39 The defendants rightly observe that it is at this stage unknown what will occur at the creditors meetings. It may be that they resolve to wind-up the companies, or to enter into the DOCAs, or to end the administrations (s 439C of the Act). The first and third of those possibilities would render the substantive relief sought by the plaintiffs, or at least much of it, redundant. It is really the second possibility, the resolution to execute the DOCAs, which could then lead to the execution of the DOCAs and the prejudice that the plaintiff complains of.
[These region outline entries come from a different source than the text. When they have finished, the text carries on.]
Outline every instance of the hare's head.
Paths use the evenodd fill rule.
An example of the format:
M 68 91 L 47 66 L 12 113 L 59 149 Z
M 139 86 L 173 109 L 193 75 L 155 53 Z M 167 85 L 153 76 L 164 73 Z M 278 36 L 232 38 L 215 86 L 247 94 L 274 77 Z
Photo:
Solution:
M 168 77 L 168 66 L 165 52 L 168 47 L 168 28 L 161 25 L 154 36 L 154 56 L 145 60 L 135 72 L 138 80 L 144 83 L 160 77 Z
40 I am satisfied, particularly with reference to the reasoning in Re Ten Network, that there is insufficient justification in this case to intervene and restrain the creditors meetings. In view of the identification of serious issues to be tried, particularly with regard to the conduct of the administrators and the potential to bring the administrations to an end, and the prejudice that will flow, or might flow, from the execution of the DOCAs, I have considered whether it is appropriate and justified to allow the meetings to go ahead and to restrain only the execution of the DOCAs in the event that resolutions are passed.
41 There are considerations weighing against that course. First, the fact of execution of the DOCAs being restrained may itself weigh in the creditors' consideration of whether or not to adopt the resolutions. That will have the effect of the court interfering in the process of the creditors meetings contrary to the principles discussed in Re Ten Network and Mighty River at [66]. Secondly, mere resolution at the meetings that the companies execute the DOCAs has legal impacts on what creditors can then do (s 444C of the Act). Thus, restraining the execution of the DOCAs but leaving the creditors to adopt the resolutions will create unjustifiable uncertainty.